Wednesday, 3 July 2013

2014 Buick Lacrosse










Today's Buick isn't yesterday's Buick, and the LaCrosse sedan sketches out vividly what it's given up in the name of progress. Mostly, customers who pay cash and live in places with names like Shady Pines.
If you yearn for bench seats and pitchy handling, you're about a decade too late. Buick's moved smartly to the center, but the LaCrosse still will satisfy anyone who admires its vintage styling drama and budget-Caddy accoutrements. It's engaging, and sophisticated. Dare we say, worldly? We do.
The graceful LaCrosse has lots in common with the new Chevy Impala--but the LaCrosse was here first, and the impact of its soft-shouldered, snappily creased body panels hasn't faded. It's been tweaked a bit for 2014 with new LED eyeliner and taillamps, but the pleasantly thick shape has always had most of the details down pat. If we worked at GM, we'd personally pry every fake porthole off its hood and banish them forever, but there's not much else to find fault with on the big Buick. The cabin's revamp this year remolds the center stack into a less complex shape, and an Ultra Luxury package slathers it in tamo wood and wraps the cockpit in semi-aniline leather. There's almost no change to the LaCrosse's two distinctly tuned visions of performance. There's a base model with GM's eAssist mild-hybrid technology; it returns respectable, refined performance while earning an EPA highway number of 36 mpg. The 304-hp V-6 version is our idea of a more traditional luxury-car experience, and probably yours too. The LaCrosse is no performance car, but it does handle better than its predecessors. In Touring guise, with the optional magnetic adjustable suspension (and included V-rated performance tires and variable-effort power steering), the LaCrosse gains a more responsive feel that doesn't come at the expense of ride quality.
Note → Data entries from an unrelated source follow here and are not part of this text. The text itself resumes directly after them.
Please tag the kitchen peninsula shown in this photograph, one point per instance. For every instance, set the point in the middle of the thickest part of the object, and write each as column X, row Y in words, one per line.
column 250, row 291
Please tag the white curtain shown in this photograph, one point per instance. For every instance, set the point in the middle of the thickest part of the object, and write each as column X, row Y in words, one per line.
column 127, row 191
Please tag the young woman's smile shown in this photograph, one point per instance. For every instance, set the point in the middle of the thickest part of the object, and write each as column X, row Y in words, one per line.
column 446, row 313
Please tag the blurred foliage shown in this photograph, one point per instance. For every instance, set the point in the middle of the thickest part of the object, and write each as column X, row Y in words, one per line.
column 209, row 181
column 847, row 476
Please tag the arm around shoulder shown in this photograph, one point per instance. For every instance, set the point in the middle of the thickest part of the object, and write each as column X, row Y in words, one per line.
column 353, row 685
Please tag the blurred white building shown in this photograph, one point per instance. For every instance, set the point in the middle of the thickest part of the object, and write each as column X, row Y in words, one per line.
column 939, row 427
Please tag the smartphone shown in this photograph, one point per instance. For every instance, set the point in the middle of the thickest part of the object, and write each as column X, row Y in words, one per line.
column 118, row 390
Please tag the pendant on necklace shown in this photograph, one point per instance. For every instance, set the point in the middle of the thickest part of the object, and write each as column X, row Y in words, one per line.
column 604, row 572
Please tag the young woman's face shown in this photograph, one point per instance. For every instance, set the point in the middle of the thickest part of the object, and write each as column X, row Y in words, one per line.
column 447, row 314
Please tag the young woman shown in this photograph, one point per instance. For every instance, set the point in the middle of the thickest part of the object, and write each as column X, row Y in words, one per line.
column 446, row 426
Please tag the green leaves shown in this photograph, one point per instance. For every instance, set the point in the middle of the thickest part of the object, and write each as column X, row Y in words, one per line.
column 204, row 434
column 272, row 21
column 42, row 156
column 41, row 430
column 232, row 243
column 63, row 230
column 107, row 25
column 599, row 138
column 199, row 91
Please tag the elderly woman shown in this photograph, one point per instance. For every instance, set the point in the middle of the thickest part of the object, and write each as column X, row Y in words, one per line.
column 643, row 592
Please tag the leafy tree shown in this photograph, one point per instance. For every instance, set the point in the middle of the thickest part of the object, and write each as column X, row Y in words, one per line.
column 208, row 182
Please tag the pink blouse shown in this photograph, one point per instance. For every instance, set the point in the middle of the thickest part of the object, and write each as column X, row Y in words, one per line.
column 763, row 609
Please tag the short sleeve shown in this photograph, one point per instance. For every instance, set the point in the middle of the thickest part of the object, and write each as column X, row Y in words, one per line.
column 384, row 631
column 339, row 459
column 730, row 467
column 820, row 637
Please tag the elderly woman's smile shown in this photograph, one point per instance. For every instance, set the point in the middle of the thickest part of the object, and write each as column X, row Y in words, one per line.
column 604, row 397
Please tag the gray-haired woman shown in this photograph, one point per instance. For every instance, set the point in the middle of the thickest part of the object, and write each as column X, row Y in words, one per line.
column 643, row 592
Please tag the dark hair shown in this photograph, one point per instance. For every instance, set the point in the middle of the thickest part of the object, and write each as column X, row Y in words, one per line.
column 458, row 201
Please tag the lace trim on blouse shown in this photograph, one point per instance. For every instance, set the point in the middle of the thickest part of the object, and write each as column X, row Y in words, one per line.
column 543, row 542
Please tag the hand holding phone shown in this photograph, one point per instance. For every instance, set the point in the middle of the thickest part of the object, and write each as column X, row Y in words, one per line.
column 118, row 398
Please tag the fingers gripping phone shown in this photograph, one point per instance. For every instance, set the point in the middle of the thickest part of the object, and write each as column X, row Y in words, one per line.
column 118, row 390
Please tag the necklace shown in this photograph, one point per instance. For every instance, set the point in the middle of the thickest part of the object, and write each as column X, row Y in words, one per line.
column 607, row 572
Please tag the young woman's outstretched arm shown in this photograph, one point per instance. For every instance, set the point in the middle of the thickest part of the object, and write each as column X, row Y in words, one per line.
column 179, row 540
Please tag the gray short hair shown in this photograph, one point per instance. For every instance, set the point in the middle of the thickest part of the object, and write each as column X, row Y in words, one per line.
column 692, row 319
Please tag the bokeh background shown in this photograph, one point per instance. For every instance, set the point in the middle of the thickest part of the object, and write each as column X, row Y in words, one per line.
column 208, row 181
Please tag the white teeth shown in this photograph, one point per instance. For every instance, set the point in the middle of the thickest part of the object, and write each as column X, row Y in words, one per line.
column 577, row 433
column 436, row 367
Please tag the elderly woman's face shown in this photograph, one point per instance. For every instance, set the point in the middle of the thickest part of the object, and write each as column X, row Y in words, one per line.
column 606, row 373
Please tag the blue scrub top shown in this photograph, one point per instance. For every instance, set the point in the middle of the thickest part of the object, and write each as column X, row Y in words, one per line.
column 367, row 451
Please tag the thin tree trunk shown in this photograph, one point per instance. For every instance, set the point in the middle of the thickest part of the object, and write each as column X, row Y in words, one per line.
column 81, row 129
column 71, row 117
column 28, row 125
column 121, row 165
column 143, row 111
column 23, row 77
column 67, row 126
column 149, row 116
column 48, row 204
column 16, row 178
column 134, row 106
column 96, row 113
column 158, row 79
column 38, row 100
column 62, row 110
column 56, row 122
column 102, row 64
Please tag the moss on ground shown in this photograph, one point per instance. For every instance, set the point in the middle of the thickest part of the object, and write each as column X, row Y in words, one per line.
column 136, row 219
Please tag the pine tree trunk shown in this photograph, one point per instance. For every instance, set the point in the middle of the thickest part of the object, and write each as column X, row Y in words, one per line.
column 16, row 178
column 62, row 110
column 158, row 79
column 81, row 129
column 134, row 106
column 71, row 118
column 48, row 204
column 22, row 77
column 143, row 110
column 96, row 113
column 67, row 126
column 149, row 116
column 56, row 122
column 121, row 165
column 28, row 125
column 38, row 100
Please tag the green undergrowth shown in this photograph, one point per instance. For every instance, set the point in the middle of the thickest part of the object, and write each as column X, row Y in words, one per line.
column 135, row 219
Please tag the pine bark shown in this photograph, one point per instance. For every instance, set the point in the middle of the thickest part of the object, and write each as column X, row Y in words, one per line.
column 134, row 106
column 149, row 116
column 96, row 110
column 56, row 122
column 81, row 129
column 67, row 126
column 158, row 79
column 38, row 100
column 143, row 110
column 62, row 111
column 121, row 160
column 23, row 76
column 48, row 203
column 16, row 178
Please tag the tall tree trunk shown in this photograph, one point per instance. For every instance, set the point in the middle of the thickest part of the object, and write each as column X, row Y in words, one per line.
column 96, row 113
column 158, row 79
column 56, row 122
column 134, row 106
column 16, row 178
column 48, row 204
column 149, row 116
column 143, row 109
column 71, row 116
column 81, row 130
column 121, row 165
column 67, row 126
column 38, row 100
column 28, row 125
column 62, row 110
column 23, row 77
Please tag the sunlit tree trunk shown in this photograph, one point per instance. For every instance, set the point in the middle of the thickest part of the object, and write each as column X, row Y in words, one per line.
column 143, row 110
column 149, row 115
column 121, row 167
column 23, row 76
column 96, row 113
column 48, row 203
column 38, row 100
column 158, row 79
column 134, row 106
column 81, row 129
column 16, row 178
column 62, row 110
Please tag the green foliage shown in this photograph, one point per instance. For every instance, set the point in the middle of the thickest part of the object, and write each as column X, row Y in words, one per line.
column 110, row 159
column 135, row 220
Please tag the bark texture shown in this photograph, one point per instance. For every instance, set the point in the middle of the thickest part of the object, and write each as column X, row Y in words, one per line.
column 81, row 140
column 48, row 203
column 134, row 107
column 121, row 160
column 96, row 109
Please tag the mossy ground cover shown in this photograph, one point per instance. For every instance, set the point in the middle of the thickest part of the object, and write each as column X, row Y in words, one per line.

With space for five, as well as a back seat that's good enough for three, the LaCrosse has a level of seating comfort that's a step above compared to mid-size sedans. Interior appointments and standards of refinement in the LaCrosse's cabin are truly luxury-car caliber. Upper models also get upgraded perforated leather and ventilated heating and cooling features, along with more adjustments and memory settings; and across the lineup, Buick's 'Quiet Tuning' philosophy reflects in a tight, near-silent interior.
The LaCrosse earns some of the best safety scores in the entire GM family, with eight standard airbags and top safety ratings from both U.S. agencies. Blind-spot warning system, adaptive cornering headlamps, and rear side thorax bags are all available, as is a head-up display (HUD). This year, the LaCrosse also bolts on new safety technology that buzzes, blings, and vibrates to warn of impending danger--some of it useful, like forward collision alerts, and some with less certain payoff.
It's a premium sedan, not a luxury one--at least, that's how the 2014 LaCrosse is billed. And yet, the most expensive models can be trimmed out like Cadillacs, with Bose audio and an upgraded instrument panel. The IntelliLink touch-screen interface updates to a new edition that's essentially Cadillac's CUE minus the haptic feedback--it has 60 favorites slots and space for a thousand contacts, to go with connectivity with smartphones for hands-free or streaming audio functions, as well as access to apps for Pandora or Stitcher audio. It's advanced technology that would have been light years ahead of the archetypical Buick customer of the past--but falls right in step with the drivers taking a second look at Buick today.